The bridge smelled like blood, wet steel, and salt carried in from water that had seen too many things and forgotten none of them.
By the time Gato's screaming stopped, the workers had begun moving again.
Not immediately.
Not bravely.
Not because fear vanished.
Because fear changed shape.
There was a difference between the terror of being hunted and the stunned, shaking clarity that came after watching the hunter turn on the man who paid him.
Zabuza's body lay farther down the bridge now, half-turned toward Haku even in death, as if the last movement left in him had still been trying to close a distance he had only understood when it was already too late to matter cleanly.

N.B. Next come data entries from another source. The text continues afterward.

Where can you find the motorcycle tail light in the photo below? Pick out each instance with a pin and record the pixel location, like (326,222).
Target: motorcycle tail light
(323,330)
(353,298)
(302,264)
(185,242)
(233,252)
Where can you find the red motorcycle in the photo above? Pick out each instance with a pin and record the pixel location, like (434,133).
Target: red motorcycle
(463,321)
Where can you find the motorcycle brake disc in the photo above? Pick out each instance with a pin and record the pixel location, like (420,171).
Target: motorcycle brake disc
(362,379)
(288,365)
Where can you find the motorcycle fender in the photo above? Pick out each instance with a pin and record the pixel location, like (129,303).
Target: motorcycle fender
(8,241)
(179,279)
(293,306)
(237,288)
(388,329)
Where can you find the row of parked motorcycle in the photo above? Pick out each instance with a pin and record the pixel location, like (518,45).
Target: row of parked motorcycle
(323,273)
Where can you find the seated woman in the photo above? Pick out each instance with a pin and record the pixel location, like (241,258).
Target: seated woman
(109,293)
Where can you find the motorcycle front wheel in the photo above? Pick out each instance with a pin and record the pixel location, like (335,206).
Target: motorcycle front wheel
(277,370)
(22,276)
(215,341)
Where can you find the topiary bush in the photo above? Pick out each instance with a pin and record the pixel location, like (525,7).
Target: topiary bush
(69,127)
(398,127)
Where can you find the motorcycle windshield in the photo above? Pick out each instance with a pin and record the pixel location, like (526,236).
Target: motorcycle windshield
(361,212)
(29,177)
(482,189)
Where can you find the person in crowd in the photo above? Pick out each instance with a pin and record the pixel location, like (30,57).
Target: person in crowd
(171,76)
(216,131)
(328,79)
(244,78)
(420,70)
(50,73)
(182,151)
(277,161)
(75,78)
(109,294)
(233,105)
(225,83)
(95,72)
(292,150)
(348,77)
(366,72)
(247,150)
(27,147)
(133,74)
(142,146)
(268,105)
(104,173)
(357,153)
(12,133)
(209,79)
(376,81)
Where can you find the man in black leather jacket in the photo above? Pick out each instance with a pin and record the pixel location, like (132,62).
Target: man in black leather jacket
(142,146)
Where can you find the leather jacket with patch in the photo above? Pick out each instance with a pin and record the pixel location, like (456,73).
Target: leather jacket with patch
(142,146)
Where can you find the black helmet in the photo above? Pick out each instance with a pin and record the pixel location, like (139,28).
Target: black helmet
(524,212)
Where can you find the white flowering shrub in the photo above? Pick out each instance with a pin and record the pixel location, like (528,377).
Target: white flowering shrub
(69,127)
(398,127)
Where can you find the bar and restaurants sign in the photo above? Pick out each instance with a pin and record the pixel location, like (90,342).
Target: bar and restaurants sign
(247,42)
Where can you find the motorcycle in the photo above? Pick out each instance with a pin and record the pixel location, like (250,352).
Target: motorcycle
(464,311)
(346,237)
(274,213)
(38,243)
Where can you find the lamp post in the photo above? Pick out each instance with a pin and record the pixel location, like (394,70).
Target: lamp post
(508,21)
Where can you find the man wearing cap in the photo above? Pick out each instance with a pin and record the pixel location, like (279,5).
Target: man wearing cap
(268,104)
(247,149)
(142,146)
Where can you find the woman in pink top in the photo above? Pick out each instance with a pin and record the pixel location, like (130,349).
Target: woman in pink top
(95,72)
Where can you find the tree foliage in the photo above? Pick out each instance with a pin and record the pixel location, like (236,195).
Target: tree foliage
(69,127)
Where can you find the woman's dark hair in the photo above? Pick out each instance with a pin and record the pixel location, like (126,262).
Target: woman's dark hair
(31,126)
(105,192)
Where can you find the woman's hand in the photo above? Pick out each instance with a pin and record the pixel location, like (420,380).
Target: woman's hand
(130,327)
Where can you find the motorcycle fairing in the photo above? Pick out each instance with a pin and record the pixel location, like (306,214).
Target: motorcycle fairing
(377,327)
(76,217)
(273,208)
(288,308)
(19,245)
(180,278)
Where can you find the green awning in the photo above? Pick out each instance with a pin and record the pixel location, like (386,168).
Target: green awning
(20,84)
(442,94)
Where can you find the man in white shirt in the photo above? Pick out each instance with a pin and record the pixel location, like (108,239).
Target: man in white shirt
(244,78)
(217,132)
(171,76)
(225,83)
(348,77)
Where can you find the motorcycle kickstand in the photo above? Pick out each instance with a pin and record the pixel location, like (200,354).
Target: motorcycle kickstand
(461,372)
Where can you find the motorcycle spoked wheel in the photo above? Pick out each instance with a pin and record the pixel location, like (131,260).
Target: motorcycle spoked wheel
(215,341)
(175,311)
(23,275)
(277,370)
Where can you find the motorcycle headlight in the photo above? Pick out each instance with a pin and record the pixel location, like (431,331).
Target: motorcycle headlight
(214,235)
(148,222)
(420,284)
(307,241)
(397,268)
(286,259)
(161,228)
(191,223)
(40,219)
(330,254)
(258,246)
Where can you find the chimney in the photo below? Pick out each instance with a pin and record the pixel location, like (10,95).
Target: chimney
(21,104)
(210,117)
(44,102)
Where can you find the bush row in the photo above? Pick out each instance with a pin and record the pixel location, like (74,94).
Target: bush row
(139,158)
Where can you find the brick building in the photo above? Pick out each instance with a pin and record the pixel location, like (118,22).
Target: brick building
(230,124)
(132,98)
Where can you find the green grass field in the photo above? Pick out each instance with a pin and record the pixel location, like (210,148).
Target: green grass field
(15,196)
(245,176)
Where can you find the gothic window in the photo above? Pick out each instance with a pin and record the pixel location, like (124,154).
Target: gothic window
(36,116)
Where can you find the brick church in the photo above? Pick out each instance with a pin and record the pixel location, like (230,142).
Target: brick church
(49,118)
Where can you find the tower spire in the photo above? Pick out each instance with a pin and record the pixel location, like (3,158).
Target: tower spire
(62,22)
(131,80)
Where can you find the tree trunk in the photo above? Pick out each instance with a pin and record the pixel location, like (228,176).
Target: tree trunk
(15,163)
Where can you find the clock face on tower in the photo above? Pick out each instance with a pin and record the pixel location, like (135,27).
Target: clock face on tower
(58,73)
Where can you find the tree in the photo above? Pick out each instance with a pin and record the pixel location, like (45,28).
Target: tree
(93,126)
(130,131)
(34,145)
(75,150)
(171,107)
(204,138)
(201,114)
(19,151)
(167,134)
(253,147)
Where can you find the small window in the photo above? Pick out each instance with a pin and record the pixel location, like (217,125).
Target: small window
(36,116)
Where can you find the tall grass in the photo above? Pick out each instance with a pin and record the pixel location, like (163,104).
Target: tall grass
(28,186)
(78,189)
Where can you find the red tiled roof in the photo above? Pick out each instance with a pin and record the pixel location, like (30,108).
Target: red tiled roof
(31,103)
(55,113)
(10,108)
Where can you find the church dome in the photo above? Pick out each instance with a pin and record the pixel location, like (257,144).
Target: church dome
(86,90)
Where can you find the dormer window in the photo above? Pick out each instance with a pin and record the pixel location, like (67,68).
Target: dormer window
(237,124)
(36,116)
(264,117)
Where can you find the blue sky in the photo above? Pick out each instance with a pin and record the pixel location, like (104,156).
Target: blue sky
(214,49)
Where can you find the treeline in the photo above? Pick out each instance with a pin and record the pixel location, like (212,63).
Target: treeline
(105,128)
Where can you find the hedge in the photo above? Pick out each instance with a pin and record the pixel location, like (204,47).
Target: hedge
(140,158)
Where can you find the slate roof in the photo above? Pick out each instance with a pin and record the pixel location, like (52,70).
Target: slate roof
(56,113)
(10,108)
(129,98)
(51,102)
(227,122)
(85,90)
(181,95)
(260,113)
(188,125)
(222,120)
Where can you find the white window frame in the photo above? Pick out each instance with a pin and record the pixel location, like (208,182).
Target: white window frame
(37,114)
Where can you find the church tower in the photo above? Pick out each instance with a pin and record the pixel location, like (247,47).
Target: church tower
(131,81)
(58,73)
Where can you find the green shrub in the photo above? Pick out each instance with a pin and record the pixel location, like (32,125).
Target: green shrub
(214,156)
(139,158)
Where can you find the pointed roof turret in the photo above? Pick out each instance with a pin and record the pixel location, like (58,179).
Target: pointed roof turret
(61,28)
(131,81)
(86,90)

Mist drifted around both of them.
Softer now.
Useless now.
Almost respectful.
Naruto kept one hand steady near Sasuke's wounds until Kakashi finally came over and crouched beside them.
His face looked worn raw.
Not just by battle.
By witness.
Kakashi checked Sasuke with quick, practiced hands, then let out a slow breath through the mask.
"He's alive," he said.
Naruto stared at him.
That should have been obvious by now. He had heard Sasuke breathe. He had watched the shallow rise and fall. He had felt warmth still clinging beneath the blood and the shock and the collapse.
And yet hearing the words out loud did something to him that all the evidence had failed to do.
It made survival real.
Not guaranteed.
Not harmless.
Real.
Sakura sagged slightly in relief beside him. Her shoulders shook once before she got them under control again. She turned her face away fast enough to pretend she had only been wiping rain that wasn't falling.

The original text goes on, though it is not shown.